The Obama campaign smartly did this, as the research for my presentation reminded me.  All online properties fed a database, and  communication through email, on Facebook, or through text messaging was always designed to spur supporters to vote, give money, and recruit their friends to do the same. You can communicate online, but votes are counted in real life – so online excitement is only good if it translates to offline action.

Speaking of communication, another lesson that was illustrated nicely by my Norway trip was the unimportance of words in political speeches.  I sat in on several party leaders’ addresses to the group of activists, and found it remarkably easy to follow each speech despite not speaking a word in Norwegian.  I’ve always heard that communication is 55% visual, 38% vocal (the tone and inflection of your voice), and just 7% verbal (the words you use).  The crowd reactions certainly help too, but I’ve never believed these percentages more strongly than I do now.

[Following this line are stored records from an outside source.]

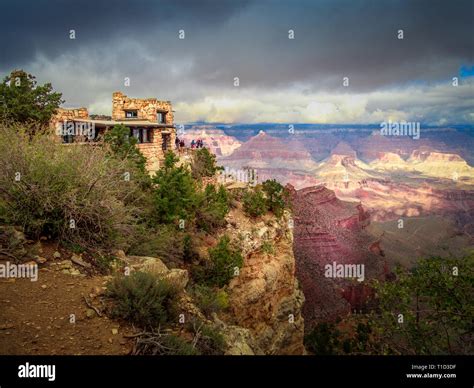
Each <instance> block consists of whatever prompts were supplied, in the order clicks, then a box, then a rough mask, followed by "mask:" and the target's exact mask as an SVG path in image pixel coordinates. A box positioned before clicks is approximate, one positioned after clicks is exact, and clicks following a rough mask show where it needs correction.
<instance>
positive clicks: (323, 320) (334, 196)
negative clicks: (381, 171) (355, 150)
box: [291, 186, 384, 331]
mask: <svg viewBox="0 0 474 388" xmlns="http://www.w3.org/2000/svg"><path fill="white" fill-rule="evenodd" d="M291 192H292V193H293V195H292V201H293V202H292V203H293V212H294V218H295V230H294V252H295V258H296V266H297V271H296V273H297V277H298V279H299V281H300V283H301V286H302V289H303V293H304V294H305V299H306V302H305V304H304V306H303V316H304V319H305V327H306V329H307V331H310V330H311V329H312V327H314V325H315V324H316V323H317V322H320V321H326V320H334V319H335V318H337V317H338V316H341V315H343V314H346V313H348V312H350V311H351V310H353V309H356V310H360V309H362V308H363V306H364V303H365V302H366V300H367V297H368V296H369V295H370V290H369V289H367V287H366V286H365V285H364V284H365V283H366V282H367V280H368V279H370V278H373V277H381V276H383V267H384V258H383V257H382V256H381V255H380V254H377V253H376V252H373V251H371V250H370V248H369V247H370V246H371V244H372V243H373V241H372V238H371V237H370V236H369V235H368V234H367V233H366V232H365V231H364V228H365V227H366V226H367V225H368V223H369V222H370V216H369V214H368V213H367V212H366V211H365V210H364V208H363V207H362V206H361V205H358V204H351V203H347V202H343V201H340V200H339V199H337V198H336V196H335V194H334V192H333V191H331V190H328V189H327V188H325V187H323V186H318V187H309V188H305V189H302V190H299V191H294V190H291ZM333 262H336V263H338V264H363V265H364V266H365V281H364V282H363V283H359V282H357V281H355V280H354V279H333V278H327V277H325V274H324V266H325V265H326V264H332V263H333Z"/></svg>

As further evidence, check out this activist-created (and wholly unofficial) video shown to me by my colleagues across the water.  Even if the original issue isn’t quite clear(a controversy over a policewoman in training questioning whether she could wear a burqa with her uniform) the producer’s take on the political response is pretty clear:

US stuck with factory-installed options

Tim Carney is as insightful a journalist as you’ll find in Washington, D.C., seeing connections where others allow conventional wisdom to draw conclusions for them.  He wrote a book about the link between big government and big business, writing about how large, corporate behemoths welcome excess government regulation because their smaller competitors can’t afford it.

As GM announces that bits and pieces are being sold off, Carney finds one piece that’s safe: General Motors, buoyed by taxpayer funds, will keep their lobbying operation open.  (I suppose this is another loophole in the Obama “no lobbyists working for the administration” rule.)

Congratulations, average American – you finally have a lobbyist working for you!